Deze Londense oorlogs-, bezettings- en collaboratiegeschiedenis kan gevoeglijk in verband worden gebracht met de hierboven genoemde kolossale winsten van de door Springer genoemde “maatschappijen als (‘Koninkijke’/)Shell, Philips en Unilever. Ik zond daarover op 9 februari jl. de volgende e-mail aan de Nederlandse schotel-tv: ‘studio nl’ en ‘NOS-journaal’. “Geachte beste mensen, Naar aanleiding van de winsten van o.a. Shell wil ik graag de volgende vragen stellen – en er een antwoord op verwachten: - Waarom wordt steeds de Shell niet aangeduid als ‘Koninklijke’/Shell. Heet die niet eigenlijk zo? Als ik het wel heb, komen de winsten ten goede aan de aandeelhouders. - Behoort het Huis van Oranje niet tot die aandeelhouders? Was voor de oorlog koningin Wilhelmina niet, mede daardoor, de ‘rijkste vrouw van de wereld’? Hoe staat het nu met koningin Beatrix? Als Het Huis van Oranje maar één % van de aandelen zou bezitten, dan betekent dat al 300 miljoen winst voor het jaar 2000. - Zouden daardoor de ‘zuiver’ Nederlandse belangen en de ‘zuiver’ Oranjebelangen wel eens kunnen worden verward of verwisseld? Toekomstig Philips-president Kleisterlee, iemand “die direct communiceert”, verklaart lachend van pret: “U komt zo weinig mogelijk te weten als ik maar enigszins kan bereiken.” - Kunnen wij er van uitgaan dat ook de ‘Koninklijke’/Shell president Van der Veer zo’n instelling heeft? - Ligt hier niet een taak voor de Nederlandse media, om wat meer klaarheid te brengen? Het lijkt ook koren op de molen te kunnen zijn voor de geschiedenisleraren die vinden: de “ontwikkeling van het historisch besef is belangrijk” Dank voor uw aandacht. Ontvangt mijn vriendelijke groeten.”

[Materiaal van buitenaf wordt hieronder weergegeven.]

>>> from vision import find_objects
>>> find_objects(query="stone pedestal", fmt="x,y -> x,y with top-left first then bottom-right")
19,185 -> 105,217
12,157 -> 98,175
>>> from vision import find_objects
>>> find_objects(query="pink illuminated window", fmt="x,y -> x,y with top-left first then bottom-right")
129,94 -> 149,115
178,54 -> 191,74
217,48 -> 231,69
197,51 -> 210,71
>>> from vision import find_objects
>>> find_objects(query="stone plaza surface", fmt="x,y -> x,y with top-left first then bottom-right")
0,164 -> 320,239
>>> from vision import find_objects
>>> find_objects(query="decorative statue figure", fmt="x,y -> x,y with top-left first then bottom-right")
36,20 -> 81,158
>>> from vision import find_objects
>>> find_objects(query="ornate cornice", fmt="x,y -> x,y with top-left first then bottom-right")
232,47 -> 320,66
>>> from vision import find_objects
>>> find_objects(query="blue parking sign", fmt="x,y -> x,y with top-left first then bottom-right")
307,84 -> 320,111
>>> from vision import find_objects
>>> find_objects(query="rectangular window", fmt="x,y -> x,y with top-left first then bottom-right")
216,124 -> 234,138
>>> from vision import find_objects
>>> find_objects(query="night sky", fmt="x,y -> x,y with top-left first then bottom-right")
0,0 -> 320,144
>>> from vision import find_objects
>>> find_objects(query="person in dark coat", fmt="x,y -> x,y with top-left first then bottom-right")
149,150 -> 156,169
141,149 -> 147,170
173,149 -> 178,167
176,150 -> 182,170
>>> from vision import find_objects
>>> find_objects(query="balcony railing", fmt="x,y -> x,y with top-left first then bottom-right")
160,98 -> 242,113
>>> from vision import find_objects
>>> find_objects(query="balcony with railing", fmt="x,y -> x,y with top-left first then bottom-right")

Ik kreeg (natuurlijk) geen antwoord.

Onderwijl kwam het goede nieuws, dat de grote concurrent van de ‘Koninklijke’/ShellExxon/Mobil,de General Motors Corporation zullen overtreffen als grootste USA-onderneming. De CO2 uitstoot is zo dus voor de komende jaren goed verzekerd.

Schijnheiligheid.

Nederland steekt in schijnheiligheid de USA naar de kroon. Voor de godsdienstigheid wordt door beiden op het geld, het zg. ‘slijk der aarde’, reclame gemaakt. Ook op de 2-Euro-munt zal de integristische propagandistische kreet GOD ZIJ MET ONS weer verschijnen – wat toch als een aanfluiting van de agnostische of atheïstische helft van de Nederlanders kan worden beschouwd. Maar geen haan die er naar kraait. De graag geroemde Nederlandse nuchterheid blijkt een wassen neus te zijn. Op tal van gebieden kan men in het modegevoelige Nederland danig uit de band springen. Van de Calvinistische onverdraagzaamheid, via de indertijd tot de spits gedreven minirokkenmode, via de gedurige Oranjegekte, tot de ‘dat klopt’-manie en de wijdverbreide ejgejlijke ej-uitspraak – vroeger als ‘Goois’ aangeduid. Het lijkt niemand te hinderen.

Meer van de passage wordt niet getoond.